The Cambodian government has slapped consecutive warnings on civil society groups critical of its railway project last week. This comes on the heels of the government’s suspension of another non-governmental organization earlier this month, reinforcing the belief that the government’s actions could be a preview of what is in store for groups critical of the government when Cambodia enacts an NGO law.
The NGO Forum, an umbrella group of 88 non-governmental organizations that has been at the forefront of the advocacy on behalf of communities affected by a massive railway rehabilitation project, confirmed Sunday, Aug. 21, it has received a warning letter from the foreign affairs ministry.
Another NGO, the international group Bridges Across Borders Cambodia, has been summoned by the foreign ministry Thursday, Aug. 18, and has likewise received a warning.
The warnings issued to the two groups were about a letter sent to the president of the Asian Development Bank in October last year.
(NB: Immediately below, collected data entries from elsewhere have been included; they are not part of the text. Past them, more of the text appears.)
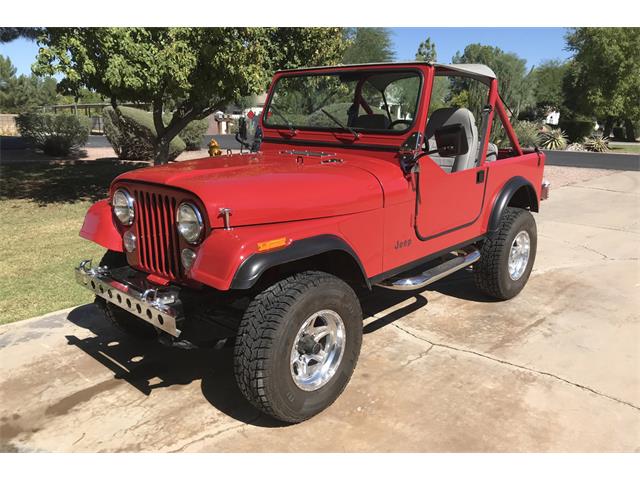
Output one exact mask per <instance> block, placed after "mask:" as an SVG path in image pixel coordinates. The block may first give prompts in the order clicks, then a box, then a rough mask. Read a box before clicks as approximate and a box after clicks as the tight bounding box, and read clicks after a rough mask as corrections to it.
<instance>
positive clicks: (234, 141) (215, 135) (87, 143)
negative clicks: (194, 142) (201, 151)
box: [87, 135, 240, 150]
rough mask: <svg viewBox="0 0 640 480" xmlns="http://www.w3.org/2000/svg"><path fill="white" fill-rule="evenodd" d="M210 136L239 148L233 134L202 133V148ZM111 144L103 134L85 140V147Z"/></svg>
mask: <svg viewBox="0 0 640 480" xmlns="http://www.w3.org/2000/svg"><path fill="white" fill-rule="evenodd" d="M212 138H215V139H216V140H217V142H218V143H219V144H220V148H222V149H223V150H226V149H227V148H230V149H233V150H239V149H240V144H239V143H238V142H237V141H236V138H235V136H234V135H204V136H203V137H202V148H206V147H208V146H209V142H210V141H211V139H212ZM110 145H111V144H110V143H109V141H108V140H107V137H105V136H103V135H90V136H89V141H88V142H87V147H90V148H91V147H99V148H103V147H109V146H110Z"/></svg>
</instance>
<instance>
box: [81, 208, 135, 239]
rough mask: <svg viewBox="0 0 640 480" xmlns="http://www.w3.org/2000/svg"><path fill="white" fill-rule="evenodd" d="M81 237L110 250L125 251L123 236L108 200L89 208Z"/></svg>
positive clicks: (85, 218) (84, 222)
mask: <svg viewBox="0 0 640 480" xmlns="http://www.w3.org/2000/svg"><path fill="white" fill-rule="evenodd" d="M80 236H81V237H82V238H86V239H87V240H91V241H92V242H94V243H97V244H98V245H101V246H103V247H104V248H107V249H109V250H113V251H115V252H123V251H124V248H123V246H122V236H121V235H120V232H118V227H116V225H115V223H114V220H113V215H112V214H111V206H110V205H109V201H108V200H100V201H99V202H96V203H94V204H93V205H92V206H91V207H90V208H89V210H88V211H87V214H86V215H85V217H84V222H83V223H82V228H81V229H80Z"/></svg>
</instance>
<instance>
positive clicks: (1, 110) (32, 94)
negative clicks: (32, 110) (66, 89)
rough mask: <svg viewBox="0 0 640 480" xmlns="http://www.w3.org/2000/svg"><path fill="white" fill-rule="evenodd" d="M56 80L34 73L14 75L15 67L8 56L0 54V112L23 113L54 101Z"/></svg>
mask: <svg viewBox="0 0 640 480" xmlns="http://www.w3.org/2000/svg"><path fill="white" fill-rule="evenodd" d="M57 97H58V95H57V93H56V80H55V79H54V78H52V77H46V78H38V77H36V76H35V75H29V76H26V75H20V76H18V77H17V76H16V68H15V67H14V66H13V64H12V63H11V60H10V59H9V58H8V57H3V56H2V55H0V112H3V113H23V112H27V111H30V110H33V109H35V108H36V107H41V106H43V105H50V104H52V103H54V102H55V101H56V99H57Z"/></svg>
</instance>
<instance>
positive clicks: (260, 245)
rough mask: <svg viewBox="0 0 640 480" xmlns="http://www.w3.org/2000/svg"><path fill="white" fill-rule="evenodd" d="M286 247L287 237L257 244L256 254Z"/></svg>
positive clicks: (279, 238)
mask: <svg viewBox="0 0 640 480" xmlns="http://www.w3.org/2000/svg"><path fill="white" fill-rule="evenodd" d="M287 245H289V239H288V238H287V237H280V238H274V239H273V240H267V241H265V242H258V252H268V251H270V250H275V249H277V248H282V247H286V246H287Z"/></svg>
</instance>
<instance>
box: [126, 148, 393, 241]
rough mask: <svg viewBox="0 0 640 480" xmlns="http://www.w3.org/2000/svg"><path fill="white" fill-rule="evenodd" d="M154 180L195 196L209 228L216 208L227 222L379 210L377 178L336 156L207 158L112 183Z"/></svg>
mask: <svg viewBox="0 0 640 480" xmlns="http://www.w3.org/2000/svg"><path fill="white" fill-rule="evenodd" d="M120 181H127V182H129V181H134V182H145V183H157V184H160V185H163V186H167V187H174V188H179V189H182V190H186V191H188V192H191V193H193V194H194V195H196V196H197V197H198V198H199V199H200V200H201V201H202V203H203V204H204V205H205V207H206V209H207V214H208V215H209V220H210V223H211V225H212V227H214V228H216V227H222V226H223V224H222V219H221V218H220V217H219V216H218V212H219V210H220V209H221V208H230V209H231V225H232V226H242V225H257V224H264V223H277V222H287V221H294V220H307V219H313V218H324V217H331V216H336V215H346V214H351V213H358V212H364V211H368V210H374V209H377V208H381V207H382V205H383V194H382V187H381V186H380V183H379V182H378V180H377V179H376V177H375V176H374V175H373V174H372V173H370V172H369V171H367V170H364V169H362V168H359V167H357V166H355V165H354V162H352V161H350V160H349V159H345V158H344V157H343V156H342V155H338V156H334V155H331V156H324V157H318V156H311V155H296V154H289V153H284V152H283V153H276V152H272V153H255V154H236V155H226V156H221V157H207V158H203V159H199V160H189V161H185V162H178V163H173V164H170V165H164V166H161V167H150V168H143V169H139V170H133V171H131V172H127V173H125V174H123V175H120V176H119V177H118V178H117V179H116V181H115V182H114V184H115V183H118V182H120Z"/></svg>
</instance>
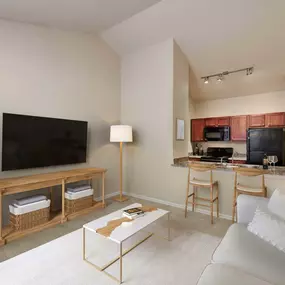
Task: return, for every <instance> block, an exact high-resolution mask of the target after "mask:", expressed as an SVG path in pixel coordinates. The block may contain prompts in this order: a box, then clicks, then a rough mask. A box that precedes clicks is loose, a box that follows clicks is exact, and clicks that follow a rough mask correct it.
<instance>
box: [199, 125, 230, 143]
mask: <svg viewBox="0 0 285 285" xmlns="http://www.w3.org/2000/svg"><path fill="white" fill-rule="evenodd" d="M230 130H231V128H230V127H228V126H227V127H205V128H204V139H205V140H206V141H229V140H230V139H231V133H230Z"/></svg>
The letter raised serious concerns about the impact of a $142 million government project to rehabilitate Cambodia’s railway, which is being supported by a concessional loan from ADB and a grant from AusAID. The groups argue the project has worsened the lives of more than 1,000 relocated households.
The letter to ADB said two children drowned in a pond in a project-provided relocation site because of the lack of piped water there. However, according to foreign affairs ministry spokesman Koy Kuong, linking the deaths of the children to the railway project was “false” and “unfair,” the Phnom Penh Post reports. The ministry spokesman also reportedly told BABC to “improve its work.”
Aside from the NGO Forum and BABC, other groups who signed the letter to ADB include the local NGO Sahmakum Teang Tnaut, which the government closed down for five months starting Aug. 1, for its alleged failure to submit certain reports. However, 40 NGOs argued in a statement that the real reason for STT’s suspension was its legitimate work among urban poor communities.
Ath Thun, head of the Cambodian Labor Confederation, thus fears the warnings issued to NGO Forum and BABC were just a step in the process to shut down these groups. He also says that the warnings issued by the government is “an act of intimidation against free expression.”
The ADB has issued a statement Friday, Aug. 19, defending STT and BABC. According to a report by the Agence France-Presse, ADB said the groups had been providing “important information” on the railway projects and that it hoped the groups would “be allowed to continue making contributions.”